L’affaire BORREL empoisonne les relations franco-djiboutiennes.

Djibouti a réagi très vivement à l’information diffusée en France de la mort probable par assassinat du juge BORREL, soi disant suicidé en 1997.. C’est vrai qu’il vaut mieux attaquer lorsque l’on se sent coupable … ! (Rappelons cependant que la culpabilité possible de M. GUELLEH reste à vérifier et à établir, ce qui n’est pas le cas aujourd’hui).

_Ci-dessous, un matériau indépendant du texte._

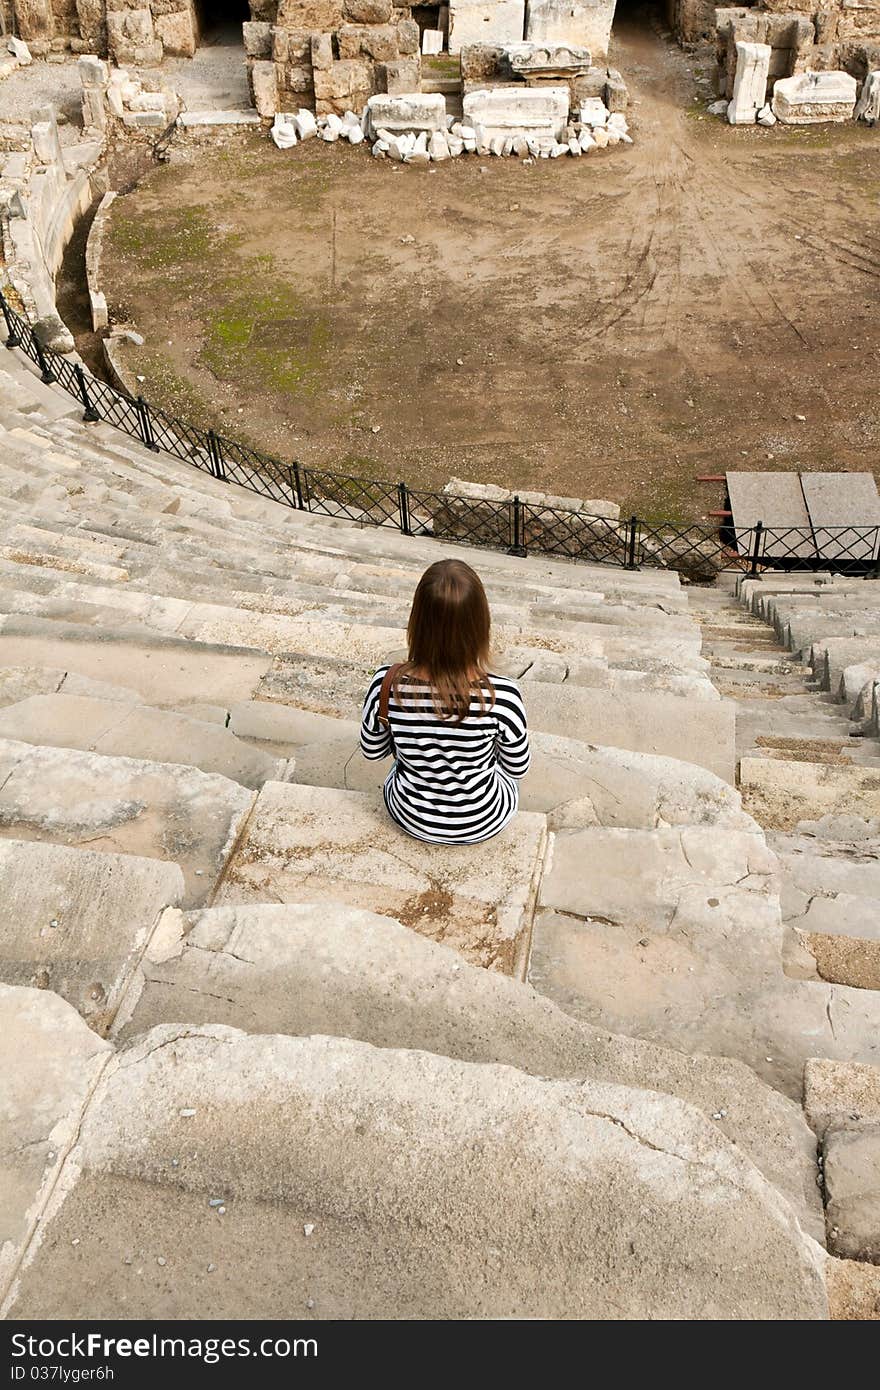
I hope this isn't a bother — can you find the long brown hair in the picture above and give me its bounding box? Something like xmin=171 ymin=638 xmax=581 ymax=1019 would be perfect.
xmin=394 ymin=559 xmax=494 ymax=722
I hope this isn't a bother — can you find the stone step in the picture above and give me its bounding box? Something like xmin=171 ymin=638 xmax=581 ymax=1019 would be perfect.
xmin=747 ymin=734 xmax=880 ymax=769
xmin=791 ymin=891 xmax=880 ymax=992
xmin=0 ymin=562 xmax=704 ymax=674
xmin=113 ymin=900 xmax=821 ymax=1238
xmin=0 ymin=614 xmax=274 ymax=710
xmin=0 ymin=838 xmax=182 ymax=1033
xmin=14 ymin=425 xmax=687 ymax=600
xmin=529 ymin=824 xmax=880 ymax=1096
xmin=0 ymin=573 xmax=709 ymax=697
xmin=255 ymin=649 xmax=734 ymax=779
xmin=4 ymin=499 xmax=690 ymax=615
xmin=215 ymin=780 xmax=547 ymax=978
xmin=740 ymin=759 xmax=880 ymax=831
xmin=0 ymin=663 xmax=144 ymax=708
xmin=738 ymin=575 xmax=853 ymax=618
xmin=0 ymin=736 xmax=254 ymax=906
xmin=0 ymin=694 xmax=285 ymax=790
xmin=1 ymin=989 xmax=827 ymax=1320
xmin=289 ymin=727 xmax=752 ymax=830
xmin=811 ymin=638 xmax=880 ymax=701
xmin=0 ymin=984 xmax=112 ymax=1302
xmin=0 ymin=358 xmax=80 ymax=421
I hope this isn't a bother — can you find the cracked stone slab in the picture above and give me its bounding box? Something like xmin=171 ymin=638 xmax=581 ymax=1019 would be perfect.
xmin=4 ymin=1027 xmax=828 ymax=1320
xmin=0 ymin=694 xmax=281 ymax=790
xmin=217 ymin=782 xmax=547 ymax=976
xmin=0 ymin=738 xmax=254 ymax=907
xmin=0 ymin=665 xmax=143 ymax=709
xmin=0 ymin=839 xmax=183 ymax=1034
xmin=113 ymin=901 xmax=823 ymax=1238
xmin=531 ymin=826 xmax=880 ymax=1094
xmin=0 ymin=619 xmax=273 ymax=711
xmin=0 ymin=985 xmax=112 ymax=1307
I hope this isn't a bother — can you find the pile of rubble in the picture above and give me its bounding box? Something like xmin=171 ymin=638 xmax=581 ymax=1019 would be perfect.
xmin=271 ymin=88 xmax=632 ymax=163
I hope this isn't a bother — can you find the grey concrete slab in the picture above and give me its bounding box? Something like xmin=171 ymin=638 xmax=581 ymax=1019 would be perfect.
xmin=801 ymin=473 xmax=880 ymax=564
xmin=726 ymin=472 xmax=814 ymax=559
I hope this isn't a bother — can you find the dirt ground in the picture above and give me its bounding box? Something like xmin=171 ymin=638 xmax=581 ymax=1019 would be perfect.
xmin=101 ymin=8 xmax=880 ymax=522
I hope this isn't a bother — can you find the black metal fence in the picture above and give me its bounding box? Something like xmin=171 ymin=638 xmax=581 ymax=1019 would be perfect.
xmin=3 ymin=291 xmax=879 ymax=580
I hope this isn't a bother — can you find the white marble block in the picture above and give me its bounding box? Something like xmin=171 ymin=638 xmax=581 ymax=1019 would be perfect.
xmin=366 ymin=93 xmax=447 ymax=135
xmin=727 ymin=42 xmax=771 ymax=125
xmin=463 ymin=85 xmax=569 ymax=139
xmin=772 ymin=70 xmax=857 ymax=125
xmin=855 ymin=71 xmax=880 ymax=126
xmin=448 ymin=0 xmax=526 ymax=55
xmin=422 ymin=29 xmax=444 ymax=55
xmin=525 ymin=0 xmax=616 ymax=63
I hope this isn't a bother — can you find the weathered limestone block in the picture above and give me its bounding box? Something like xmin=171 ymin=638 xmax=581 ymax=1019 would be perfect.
xmin=81 ymin=87 xmax=107 ymax=130
xmin=30 ymin=119 xmax=64 ymax=169
xmin=339 ymin=23 xmax=400 ymax=61
xmin=277 ymin=0 xmax=345 ymax=26
xmin=243 ymin=20 xmax=274 ymax=57
xmin=313 ymin=57 xmax=375 ymax=113
xmin=75 ymin=0 xmax=107 ymax=49
xmin=154 ymin=9 xmax=198 ymax=59
xmin=397 ymin=17 xmax=420 ymax=52
xmin=855 ymin=71 xmax=880 ymax=126
xmin=0 ymin=985 xmax=112 ymax=1303
xmin=525 ymin=0 xmax=616 ymax=62
xmin=9 ymin=0 xmax=55 ymax=42
xmin=727 ymin=41 xmax=771 ymax=124
xmin=605 ymin=65 xmax=627 ymax=112
xmin=250 ymin=58 xmax=279 ymax=116
xmin=77 ymin=53 xmax=108 ymax=88
xmin=463 ymin=84 xmax=570 ymax=138
xmin=824 ymin=1125 xmax=880 ymax=1263
xmin=772 ymin=70 xmax=858 ymax=123
xmin=311 ymin=31 xmax=333 ymax=68
xmin=366 ymin=90 xmax=447 ymax=132
xmin=381 ymin=56 xmax=422 ymax=93
xmin=343 ymin=0 xmax=393 ymax=19
xmin=3 ymin=1025 xmax=829 ymax=1320
xmin=507 ymin=40 xmax=593 ymax=78
xmin=448 ymin=0 xmax=526 ymax=55
xmin=460 ymin=41 xmax=511 ymax=82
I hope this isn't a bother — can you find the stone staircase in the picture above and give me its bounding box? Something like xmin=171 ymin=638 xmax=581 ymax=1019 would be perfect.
xmin=0 ymin=344 xmax=878 ymax=1318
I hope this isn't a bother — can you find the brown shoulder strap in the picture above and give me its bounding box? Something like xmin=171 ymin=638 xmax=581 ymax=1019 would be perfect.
xmin=378 ymin=663 xmax=404 ymax=727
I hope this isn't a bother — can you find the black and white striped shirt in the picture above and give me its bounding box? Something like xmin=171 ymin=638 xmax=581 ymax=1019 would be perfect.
xmin=360 ymin=666 xmax=531 ymax=845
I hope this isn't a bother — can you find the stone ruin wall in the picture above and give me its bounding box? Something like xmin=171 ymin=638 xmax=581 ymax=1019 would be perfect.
xmin=256 ymin=0 xmax=423 ymax=117
xmin=3 ymin=0 xmax=879 ymax=108
xmin=715 ymin=2 xmax=880 ymax=97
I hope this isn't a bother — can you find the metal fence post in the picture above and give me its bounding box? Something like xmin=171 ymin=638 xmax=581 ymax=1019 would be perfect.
xmin=33 ymin=336 xmax=55 ymax=384
xmin=206 ymin=430 xmax=226 ymax=480
xmin=135 ymin=395 xmax=160 ymax=452
xmin=624 ymin=515 xmax=639 ymax=569
xmin=74 ymin=364 xmax=100 ymax=423
xmin=0 ymin=294 xmax=22 ymax=350
xmin=507 ymin=495 xmax=527 ymax=557
xmin=870 ymin=527 xmax=880 ymax=581
xmin=749 ymin=520 xmax=764 ymax=579
xmin=397 ymin=481 xmax=411 ymax=536
xmin=291 ymin=461 xmax=305 ymax=510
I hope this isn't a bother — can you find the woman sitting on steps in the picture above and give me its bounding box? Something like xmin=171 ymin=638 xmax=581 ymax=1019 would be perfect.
xmin=360 ymin=558 xmax=531 ymax=845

A la suite de l’indépendance de Djibouti, et malgré la détérioration démocratique rapide et grave du régime dès les années 80, la France a continué de soutenir contre vents et marées les dictateurs de Djibouti et l’opinion locale comme internationale a tendance à penser, que, sans doute pour des intérêts cachés, la France a « peur » des réactions djiboutiennes. Face aux nouvelles violations avérées des droits de l’homme, et face à cette découverte d’assassinat, tout laisse à penser qu’une fois encore la France ne va pas lâcher le camarade GUELLEH dans l’adversité..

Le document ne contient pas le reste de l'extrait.